Wednesday, December 17, 2008

Harper hoping WTO kills wheat board for him

Remember how Harper was trying to stack the Canadian Wheat Board? Well, the farmers weren't buying it; they voted strongly in favour of directors who back the single-desk system. But Frances Russell warns that Harper may get what he wants anyway, courtesy of the World Trade Organization:

Harper has an out. He can abandon his dirty tricks campaign against the CWB and still "walk over" democracy by turning to the World Trade Organization. The WTO's Doha Round, if it survives, is more than prepared to dispatch the pesky marketing agency for him.

The day after the CWB director elections, Crawford Falconer, New Zealand's WTO ambassador and agricultural chair, released a new text that would declare the CWB illegal in 2013, the deadline for a new agreement.

The CWB is isolated at the WTO. The former Australian government abolished the world's only other single-desk wheat board.

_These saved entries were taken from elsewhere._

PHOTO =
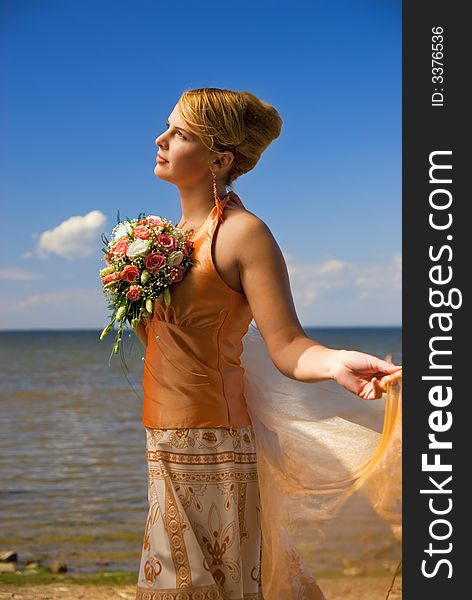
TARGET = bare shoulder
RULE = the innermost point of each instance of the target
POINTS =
(247, 231)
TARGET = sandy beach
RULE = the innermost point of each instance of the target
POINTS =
(346, 588)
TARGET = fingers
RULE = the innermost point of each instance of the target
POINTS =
(391, 379)
(386, 367)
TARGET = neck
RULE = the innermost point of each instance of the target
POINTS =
(197, 202)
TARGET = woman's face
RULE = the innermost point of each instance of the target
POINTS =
(188, 159)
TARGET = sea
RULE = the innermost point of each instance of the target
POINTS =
(72, 446)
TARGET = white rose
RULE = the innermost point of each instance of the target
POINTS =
(121, 230)
(175, 258)
(137, 248)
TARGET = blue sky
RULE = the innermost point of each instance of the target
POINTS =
(88, 85)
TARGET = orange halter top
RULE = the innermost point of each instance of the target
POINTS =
(192, 371)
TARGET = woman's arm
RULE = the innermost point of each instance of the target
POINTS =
(265, 281)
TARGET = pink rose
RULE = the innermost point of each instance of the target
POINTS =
(142, 232)
(130, 273)
(134, 293)
(166, 241)
(155, 222)
(176, 274)
(154, 261)
(110, 277)
(120, 248)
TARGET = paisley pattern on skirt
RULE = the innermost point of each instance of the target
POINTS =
(202, 538)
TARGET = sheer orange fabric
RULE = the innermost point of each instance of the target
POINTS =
(330, 477)
(192, 371)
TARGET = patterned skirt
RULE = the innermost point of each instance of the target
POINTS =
(202, 537)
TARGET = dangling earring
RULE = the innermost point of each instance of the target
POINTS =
(215, 192)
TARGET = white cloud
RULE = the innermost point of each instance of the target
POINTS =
(16, 274)
(76, 237)
(312, 281)
(74, 299)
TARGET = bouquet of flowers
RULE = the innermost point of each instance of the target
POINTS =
(144, 257)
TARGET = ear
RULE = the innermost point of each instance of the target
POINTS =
(222, 162)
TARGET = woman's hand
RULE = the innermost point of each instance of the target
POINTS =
(363, 374)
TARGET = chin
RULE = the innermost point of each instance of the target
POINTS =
(158, 174)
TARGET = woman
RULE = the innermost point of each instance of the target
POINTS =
(203, 532)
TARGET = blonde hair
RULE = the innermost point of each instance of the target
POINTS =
(228, 120)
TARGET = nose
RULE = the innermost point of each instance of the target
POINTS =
(159, 140)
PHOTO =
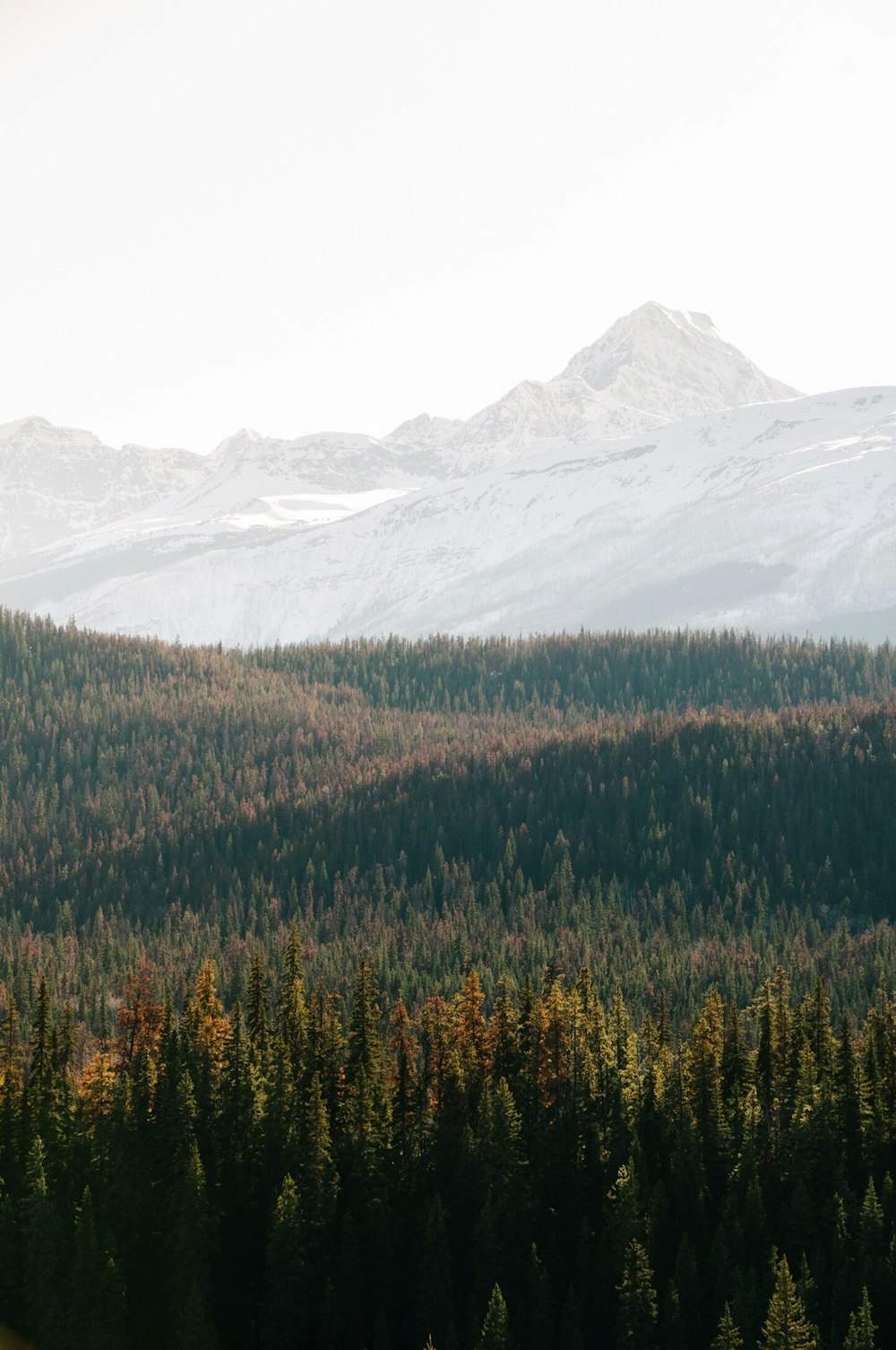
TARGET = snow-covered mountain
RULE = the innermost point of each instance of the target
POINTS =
(56, 482)
(650, 368)
(760, 509)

And the WTO draft text contains a footnote exempting New Zealand's kiwi fruit exporting agency from the CWB's fate.

Dustin Gosnell, the CWB's director of strategic planning and corporate policy, says the WTO "is one step closer to cementing language that would cause us to lose the single desk and how it's happening is really most discouraging. It's really the chair railroading it through."

National Farmers Union president Stewart Wells says the WTO is a "most undemocratic organization." Canada isn't even in most of the meetings involving agriculture. They are dominated by the U.S., European Union, Argentina and Brazil.

From the Winnipeg Free Press. I find it particularly galling that the Kiwis want to nail the CWB, but want to protect their own analogous agency. Not to mention the fact that Harper probably isn't even going to bring this up with the WTO.